FATHER Tom Uzhunnalil has been crucified by Islamic State in Yemen. Nothing unusual about that. Crucifixion is IS’s preferred method of murdering Christians and Fr Tom’s cruel death made the news only because, with barbarous mockery, they did it on Good Friday. Thus one priest’s murder was meant to warn Christians everywhere that they are the targets of the violent Islamic insurgency on three continents.
Indeed, we have ample evidence of the terrorists’ policy which struck new depths of savagery when more than seventy people – mostly women and children – were murdered by the bombers in a park in Lahore on Easter day. A sect of the Taliban immediately announced that they had deliberately targeted those innocent families because they were Christian.

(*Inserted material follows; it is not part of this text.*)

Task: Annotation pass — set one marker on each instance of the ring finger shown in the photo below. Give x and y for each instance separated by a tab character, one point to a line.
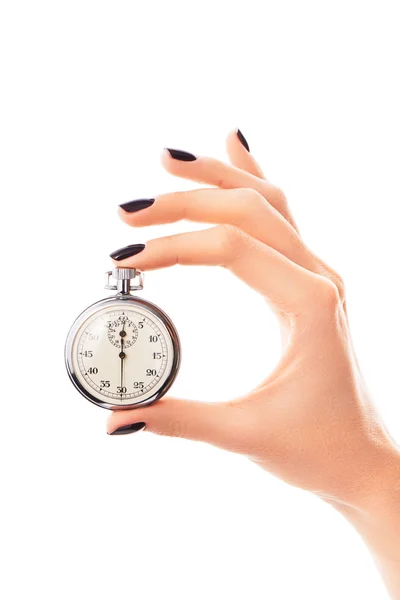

Of course, Christians are not the only people to be murdered by IS and other terrorist groups. They kill Muslims too. But it is becoming plain that what is being perpetrated is ethnic cleansing, genocide of the Christians. The UN has published a report to confirm that this is happening in 50 countries, among them North Korea, Syria, Iraq, Somalia, Nigeria, Mali, Egypt – where Coptic Christians have been almost wiped out – as well as Pakistan and Yemen. Twelve years ago there were 1.5 million Christians in Iraq. Today only a few thousand are left. Mosul in Iraq was captured by IS in 2014 and all the Christians slaughtered or forced to flee. That city was home to one of the oldest Christian communities in the world. Christians are being obliterated throughout the Bible lands. In his Easter sermon the Archbishop of Canterbury said, “Christians are facing elimination in the very regions in which Christian faith began.”
Hamas burn churches in Gaza and the last remaining Christian bookshop in that territory has been razed to the ground and its owner murdered. For centuries there was a thriving Christian presence in Afghanistan. In 2010 only one church there was still standing, and now that has been destroyed as well. Ironically, it is a prominent Jew, the former Chief Rabbi Lord Sacks, who has most vociferously drawn the world’s attention to the scale of these atrocities. He wrote last week: “The ethnic cleansing of Christians throughout the Middle East in particular is one of the crimes against humanity of our time, and I am appalled that there has been little serious international protest.”
Well then, why has there been so little protest? The genocide is proceeding at such a pace and has reached such a pitch that you would think there would be universal outrage – such as there was when thousands of Muslims were murdered by the Serbs in Bosnia between 1992 and 1995. I’m not sure I can give you a full explanation, but I can certainly provide an historical comparison in the policy of appeasement adopted by the western powers towards the Nazis in the 1930s.
In those days, memories of the carnage of the First World War were fresh and there was, understandably, a great dread lest, by our actions, we should provoke a repeat of that calamity. And so we stood back and allowed Hitler to occupy the Rhineland, to effect the Anschluss with Austria and then to invade Czechoslovakia. It was only when Germany attacked Poland that we realised we would soon be obliged to fight a war for our very survival. Yes, appeasement so often seems the best policy. Peace at any price. Actually, it makes war more likely, because it emboldens the aggressor.
If you appease the crocodile, that doesn’t mean he won’t eat you. He will just eat you last.